Wyjazd do Teheranu był drugą od rozpoczęcia wojny w Ukrainie podróżą zagraniczną Władimira Putina. Prezydent Rosji spotkał się tam z prezydentami Iranu i Turcji. Rozmowy polityków odbywają się w ramach tzw. procesu astańskiego - rozmów na temat uregulowania konfliktu w Syrii.
W mediach społecznościowych dużą popularnością cieszy się nagranie, na którym widać Władimira Putina przed spotkaniem z Recepem Tayyipem Erdoganem. Jak się okazuje, prezydent Rosji pojawił się na miejscu pierwszy - co nie jest typowym dla polityka zachowaniem. Putin znany jest bowiem z tego, że spóźnia się nawet na oficjalne spotkania. Dotyczy to zwłaszcza rozmów z zagranicznymi przywódcami. Dla przykładu w lipcu 2019 roku Putin aż godzinę spóźnił się na audiencję u papieża Franciszka w Watykanie.
Teraz sytuacja się odwróciła i to prezydent Turcji kazał na siebie czekać. "Putin musiał poczekać na Erdogana. Jego mina bezcenna. Ale to i tak szokujące, że ktoś jeszcze podaje Putinowi rękę" - napisał na Twitterze korespondent RMF FM Paweł Żuchowski.
"Erdogan wygrał z Putinem w jego ulubioną grę - w spóźnianie się na spotkania" - skomentował dziennikarz "DGP" Michał Potocki. Na nagraniu faktycznie widać nieco zmieszanego Putina, który rozgląda się po sali i kilkukrotnie unosi brwi.
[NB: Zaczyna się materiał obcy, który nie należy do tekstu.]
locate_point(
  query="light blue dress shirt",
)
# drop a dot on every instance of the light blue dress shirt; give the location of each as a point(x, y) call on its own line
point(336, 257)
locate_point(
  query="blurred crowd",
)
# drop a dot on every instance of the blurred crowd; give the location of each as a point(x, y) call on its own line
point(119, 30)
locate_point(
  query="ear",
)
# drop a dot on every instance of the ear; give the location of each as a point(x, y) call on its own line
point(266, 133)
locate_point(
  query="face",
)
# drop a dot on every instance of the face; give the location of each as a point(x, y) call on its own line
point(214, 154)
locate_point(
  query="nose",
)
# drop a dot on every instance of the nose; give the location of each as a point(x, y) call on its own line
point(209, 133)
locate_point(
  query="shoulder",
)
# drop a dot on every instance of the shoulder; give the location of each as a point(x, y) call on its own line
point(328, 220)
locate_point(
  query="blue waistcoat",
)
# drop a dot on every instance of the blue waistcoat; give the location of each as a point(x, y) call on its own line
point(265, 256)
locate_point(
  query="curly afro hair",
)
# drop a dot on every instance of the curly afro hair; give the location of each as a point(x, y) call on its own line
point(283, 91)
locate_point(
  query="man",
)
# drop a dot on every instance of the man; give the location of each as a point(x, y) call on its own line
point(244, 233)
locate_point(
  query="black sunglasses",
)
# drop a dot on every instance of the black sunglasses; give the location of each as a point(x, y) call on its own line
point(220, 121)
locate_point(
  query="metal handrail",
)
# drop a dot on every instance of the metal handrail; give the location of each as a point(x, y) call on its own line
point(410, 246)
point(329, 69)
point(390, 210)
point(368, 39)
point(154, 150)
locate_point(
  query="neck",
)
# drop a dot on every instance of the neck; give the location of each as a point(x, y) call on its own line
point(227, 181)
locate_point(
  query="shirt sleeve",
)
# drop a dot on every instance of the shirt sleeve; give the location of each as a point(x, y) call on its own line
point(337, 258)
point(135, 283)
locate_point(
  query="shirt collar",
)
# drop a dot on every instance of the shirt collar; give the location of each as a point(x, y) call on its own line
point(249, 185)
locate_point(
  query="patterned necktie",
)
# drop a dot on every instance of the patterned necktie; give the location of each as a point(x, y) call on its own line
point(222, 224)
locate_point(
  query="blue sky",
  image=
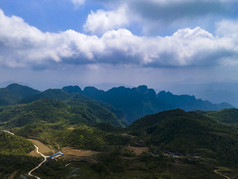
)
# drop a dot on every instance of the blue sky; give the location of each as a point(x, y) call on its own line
point(160, 43)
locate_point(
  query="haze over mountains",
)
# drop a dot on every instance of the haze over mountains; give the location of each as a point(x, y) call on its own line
point(127, 103)
point(114, 126)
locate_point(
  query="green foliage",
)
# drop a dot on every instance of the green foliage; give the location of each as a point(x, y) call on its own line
point(83, 137)
point(12, 163)
point(185, 133)
point(14, 145)
point(228, 116)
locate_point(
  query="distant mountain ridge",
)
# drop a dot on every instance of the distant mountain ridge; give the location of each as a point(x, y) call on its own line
point(140, 101)
point(133, 102)
point(13, 93)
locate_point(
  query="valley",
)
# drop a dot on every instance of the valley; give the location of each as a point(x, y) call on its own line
point(97, 141)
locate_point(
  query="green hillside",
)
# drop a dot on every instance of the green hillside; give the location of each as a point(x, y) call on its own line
point(55, 113)
point(228, 116)
point(186, 133)
point(11, 144)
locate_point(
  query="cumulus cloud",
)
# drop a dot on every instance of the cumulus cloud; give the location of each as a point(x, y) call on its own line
point(22, 45)
point(78, 3)
point(160, 16)
point(101, 21)
point(227, 28)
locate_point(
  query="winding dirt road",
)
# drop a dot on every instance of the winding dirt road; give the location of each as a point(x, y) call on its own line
point(45, 158)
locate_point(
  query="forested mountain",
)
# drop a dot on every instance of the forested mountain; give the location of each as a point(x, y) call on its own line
point(51, 111)
point(125, 103)
point(169, 144)
point(186, 133)
point(140, 101)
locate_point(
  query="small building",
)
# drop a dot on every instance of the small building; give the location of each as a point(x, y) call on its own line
point(56, 155)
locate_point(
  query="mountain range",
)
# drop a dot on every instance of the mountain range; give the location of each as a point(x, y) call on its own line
point(128, 104)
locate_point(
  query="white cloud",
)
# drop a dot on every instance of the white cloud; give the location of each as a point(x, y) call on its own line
point(78, 3)
point(227, 28)
point(22, 45)
point(101, 21)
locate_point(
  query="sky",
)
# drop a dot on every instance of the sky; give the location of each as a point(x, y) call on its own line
point(105, 43)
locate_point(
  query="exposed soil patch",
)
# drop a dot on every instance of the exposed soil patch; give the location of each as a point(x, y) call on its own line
point(12, 175)
point(71, 154)
point(139, 150)
point(44, 149)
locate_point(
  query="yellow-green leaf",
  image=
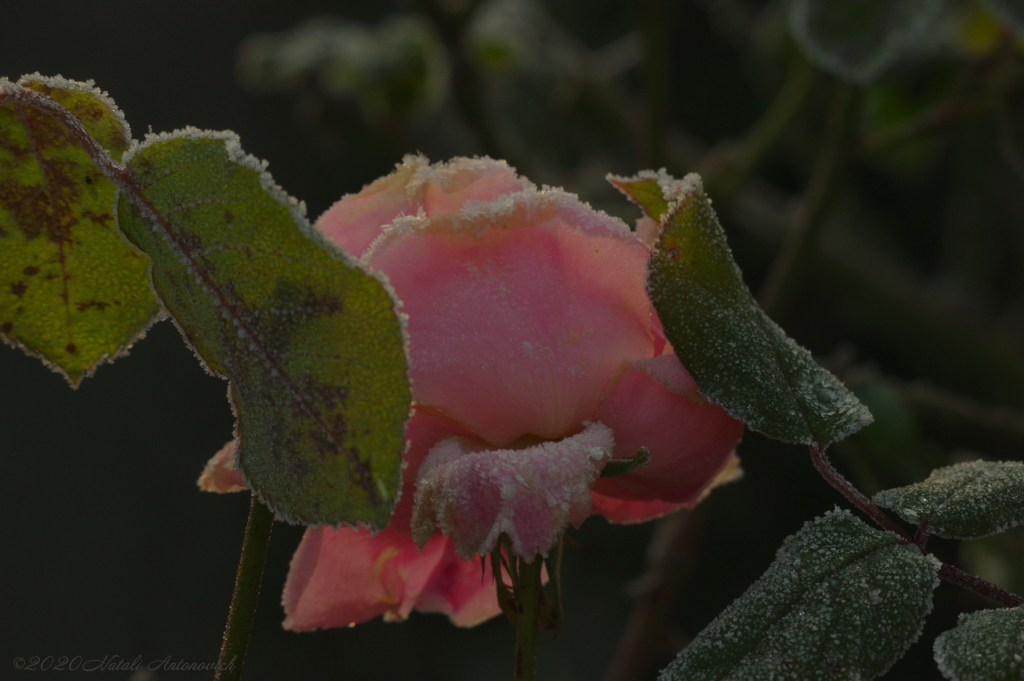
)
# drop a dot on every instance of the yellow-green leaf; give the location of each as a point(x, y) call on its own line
point(310, 340)
point(72, 291)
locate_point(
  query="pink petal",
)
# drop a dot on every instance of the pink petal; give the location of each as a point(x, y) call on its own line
point(357, 219)
point(519, 310)
point(346, 576)
point(220, 474)
point(629, 511)
point(459, 590)
point(529, 495)
point(446, 186)
point(654, 403)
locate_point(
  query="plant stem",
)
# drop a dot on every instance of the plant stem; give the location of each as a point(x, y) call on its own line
point(855, 496)
point(799, 244)
point(766, 131)
point(671, 560)
point(528, 619)
point(247, 583)
point(979, 586)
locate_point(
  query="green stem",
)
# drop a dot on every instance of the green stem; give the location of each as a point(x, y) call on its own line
point(247, 583)
point(799, 245)
point(528, 593)
point(766, 131)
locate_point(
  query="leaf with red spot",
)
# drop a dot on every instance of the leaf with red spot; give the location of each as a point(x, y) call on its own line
point(72, 291)
point(309, 339)
point(741, 360)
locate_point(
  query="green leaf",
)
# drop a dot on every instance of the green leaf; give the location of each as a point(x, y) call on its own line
point(616, 467)
point(309, 340)
point(987, 645)
point(859, 40)
point(739, 357)
point(73, 292)
point(842, 600)
point(1012, 13)
point(964, 501)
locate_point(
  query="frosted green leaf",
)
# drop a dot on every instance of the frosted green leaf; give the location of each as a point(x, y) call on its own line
point(1012, 13)
point(987, 645)
point(859, 40)
point(964, 501)
point(739, 357)
point(309, 340)
point(842, 601)
point(72, 291)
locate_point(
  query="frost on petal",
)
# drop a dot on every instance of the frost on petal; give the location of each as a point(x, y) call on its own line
point(357, 219)
point(654, 403)
point(530, 495)
point(519, 310)
point(342, 577)
point(220, 474)
point(458, 589)
point(648, 231)
point(416, 187)
point(626, 511)
point(444, 187)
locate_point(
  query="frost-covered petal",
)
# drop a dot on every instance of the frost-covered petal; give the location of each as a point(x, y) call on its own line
point(445, 187)
point(220, 474)
point(519, 310)
point(459, 590)
point(655, 403)
point(627, 511)
point(415, 187)
point(346, 576)
point(357, 219)
point(529, 495)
Może to być "zemsta" prezydenta Turcji, który wielokrotnie czekał przed spotkaniami z Putinem. W 2015 roku "Kommiersant" informował. że Erdogan niemal wyszedł z sali po spóźnieniu Putina. Prezydenta Turcji do pozostania na miejscu przekonał szef MSZ Rosji. Mimo tego Erdogan miał podkreślać, że nie akceptuje takiego braku szacunku.
Do podobnej sytuacji doszło w 2020 roku. "Rosjanie opublikowali nagranie pokazujące prezydenta Turcji Erdogana czekającego dwie minuty pod drzwiami gabinetu prezydenta Putina. To obrazy, które teraz krążą po Bliskim Wschodzie. Niesłychane, że to zrobiono i jeszcze bardziej, że nagrano i pokazano w taki sposób" - napisał wówczas dziennikarz Jarosław Kociszewski.